HUMANE RESPONSIBILITIES:It’s midnight…do you know where your German Shepherd puppies are? There are more than FIVE MILLION unwanted dogs put to death in pounds in this country EACH year, with million more dying homeless and unwanted of starvation, disease, from automobiles, abuse, etc. A quarter or more of the victims of this unspeakably tragic situation are purebred dogs “with papers. “ The German Shepherd breeder who creates a life is responsible for the life. Will you carefully screen potential buyers? OR will you say “yes” and not think about that little German Shepherd puppy you held and loved now having a litter every time she comes in heat, which fills the pounds with MORE statistics – YOUR grandpups? Would you be prepared to take back a grown puppy if the owners could no longer care for it?Or can you live with the thought that the baby YOU caused to be brought into this world will be destroyed at the pound?

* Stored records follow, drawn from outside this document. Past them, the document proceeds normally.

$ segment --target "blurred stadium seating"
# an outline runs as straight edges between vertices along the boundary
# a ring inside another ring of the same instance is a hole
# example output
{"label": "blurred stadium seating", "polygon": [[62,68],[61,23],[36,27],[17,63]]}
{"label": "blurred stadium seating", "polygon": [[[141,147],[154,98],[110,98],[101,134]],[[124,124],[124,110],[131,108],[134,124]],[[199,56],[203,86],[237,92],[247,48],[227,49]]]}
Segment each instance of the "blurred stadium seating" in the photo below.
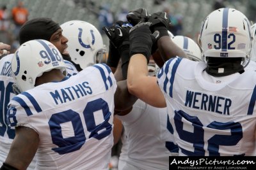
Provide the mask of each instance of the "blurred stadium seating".
{"label": "blurred stadium seating", "polygon": [[[5,4],[8,10],[15,6],[18,0],[0,0],[0,6]],[[118,13],[121,6],[128,10],[145,8],[149,13],[168,8],[172,14],[182,17],[182,34],[192,38],[197,37],[202,21],[211,11],[214,1],[208,0],[166,0],[163,5],[154,4],[153,0],[24,0],[29,11],[29,19],[38,17],[52,18],[60,24],[70,20],[82,20],[98,27],[97,12],[102,4],[109,4],[111,10]],[[246,15],[248,0],[225,1],[225,4],[234,8]],[[90,2],[93,2],[92,5]]]}

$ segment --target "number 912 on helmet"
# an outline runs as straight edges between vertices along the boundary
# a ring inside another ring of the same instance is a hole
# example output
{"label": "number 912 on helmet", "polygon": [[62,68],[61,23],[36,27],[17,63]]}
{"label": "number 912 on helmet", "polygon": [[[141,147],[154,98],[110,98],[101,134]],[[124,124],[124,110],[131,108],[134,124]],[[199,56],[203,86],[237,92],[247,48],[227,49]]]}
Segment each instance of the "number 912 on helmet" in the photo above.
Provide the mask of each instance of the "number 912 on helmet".
{"label": "number 912 on helmet", "polygon": [[203,59],[207,57],[242,57],[243,66],[250,61],[251,26],[246,17],[233,8],[211,13],[202,23],[198,37]]}
{"label": "number 912 on helmet", "polygon": [[71,59],[81,69],[101,62],[106,57],[102,37],[93,25],[85,21],[70,20],[60,27],[68,39],[67,50]]}
{"label": "number 912 on helmet", "polygon": [[63,59],[57,48],[43,39],[23,43],[12,60],[12,73],[21,92],[34,88],[37,77],[54,69],[66,73]]}

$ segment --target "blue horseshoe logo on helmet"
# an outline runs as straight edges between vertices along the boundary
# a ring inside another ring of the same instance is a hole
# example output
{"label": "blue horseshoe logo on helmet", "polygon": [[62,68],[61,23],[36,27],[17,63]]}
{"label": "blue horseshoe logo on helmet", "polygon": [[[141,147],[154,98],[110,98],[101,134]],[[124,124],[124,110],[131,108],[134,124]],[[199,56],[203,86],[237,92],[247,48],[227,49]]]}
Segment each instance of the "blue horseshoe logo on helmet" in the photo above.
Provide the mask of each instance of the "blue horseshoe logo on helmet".
{"label": "blue horseshoe logo on helmet", "polygon": [[[78,41],[79,41],[79,43],[81,44],[81,45],[83,47],[84,47],[86,48],[91,48],[91,46],[90,45],[86,45],[84,43],[83,43],[83,41],[82,41],[83,29],[79,28],[78,29],[79,30],[79,33],[78,34]],[[91,32],[91,35],[92,35],[92,44],[94,45],[94,43],[95,42],[95,38],[94,34],[93,34],[93,30],[91,29],[90,32]]]}
{"label": "blue horseshoe logo on helmet", "polygon": [[[15,55],[15,58],[16,58],[16,60],[17,60],[17,70],[16,70],[16,71],[15,72],[14,72],[13,73],[14,73],[14,74],[15,75],[15,76],[17,76],[17,75],[18,75],[18,74],[19,74],[19,73],[20,72],[20,59],[19,59],[19,55],[18,55],[18,53],[19,53],[19,51],[17,51],[17,52],[16,52],[16,55]],[[14,56],[13,56],[14,57]]]}

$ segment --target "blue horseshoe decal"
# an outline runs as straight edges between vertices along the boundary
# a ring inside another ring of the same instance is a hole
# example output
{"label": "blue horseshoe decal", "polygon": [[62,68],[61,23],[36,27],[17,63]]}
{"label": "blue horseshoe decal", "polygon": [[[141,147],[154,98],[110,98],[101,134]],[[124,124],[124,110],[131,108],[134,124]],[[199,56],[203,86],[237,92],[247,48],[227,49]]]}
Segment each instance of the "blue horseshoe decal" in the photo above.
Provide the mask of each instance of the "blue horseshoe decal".
{"label": "blue horseshoe decal", "polygon": [[[19,72],[20,72],[20,59],[19,59],[19,55],[18,55],[18,53],[19,53],[19,51],[17,51],[17,52],[16,52],[16,55],[15,55],[15,58],[16,58],[16,60],[17,60],[17,70],[16,70],[16,71],[15,72],[14,72],[13,73],[14,73],[14,74],[15,75],[15,76],[17,76],[17,75],[18,75],[18,74],[19,74]],[[14,57],[14,56],[13,56]]]}
{"label": "blue horseshoe decal", "polygon": [[[83,41],[82,41],[82,32],[83,32],[83,29],[79,28],[78,29],[79,30],[79,33],[78,34],[78,41],[79,41],[79,43],[81,44],[81,45],[83,47],[84,47],[84,48],[91,48],[91,46],[90,46],[90,45],[86,45],[86,44],[84,44],[84,43],[83,43]],[[92,29],[91,29],[91,30],[90,30],[90,32],[91,32],[91,35],[92,35],[92,45],[94,45],[94,43],[95,42],[95,38],[94,34],[93,34],[93,31]]]}

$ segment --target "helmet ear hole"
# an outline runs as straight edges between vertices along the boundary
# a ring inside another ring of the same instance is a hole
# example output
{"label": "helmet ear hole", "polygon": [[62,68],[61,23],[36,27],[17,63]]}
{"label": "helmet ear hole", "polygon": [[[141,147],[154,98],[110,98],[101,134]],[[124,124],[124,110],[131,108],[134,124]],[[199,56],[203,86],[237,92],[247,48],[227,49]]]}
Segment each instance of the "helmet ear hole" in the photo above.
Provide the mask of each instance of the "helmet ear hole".
{"label": "helmet ear hole", "polygon": [[27,81],[27,77],[24,75],[22,75],[21,78],[24,80],[24,81]]}
{"label": "helmet ear hole", "polygon": [[84,51],[83,51],[83,50],[81,50],[79,52],[80,55],[82,56],[82,57],[84,55],[84,53],[85,53],[85,52]]}

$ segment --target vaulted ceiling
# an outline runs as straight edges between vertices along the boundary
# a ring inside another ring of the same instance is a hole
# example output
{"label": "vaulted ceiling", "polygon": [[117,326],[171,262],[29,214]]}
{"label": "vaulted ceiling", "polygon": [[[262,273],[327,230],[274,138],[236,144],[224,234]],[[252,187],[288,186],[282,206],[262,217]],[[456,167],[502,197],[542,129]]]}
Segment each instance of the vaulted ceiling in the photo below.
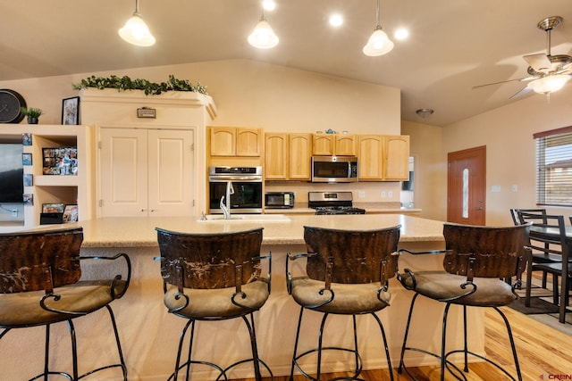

Best of luck with your pup!
Moms:)
 

·
Registered
Joined
·
8 Posts
Discussion Starter #16
Thank you for the reply Momto2GDS, I really appreciate it.


I definitely agree with everything you said, that's why I'm going at this in a slow deliberate fashion to get information from more experienced people than myself. I'm here for knowledge and will take any credible advice given/knowledge shared seriously.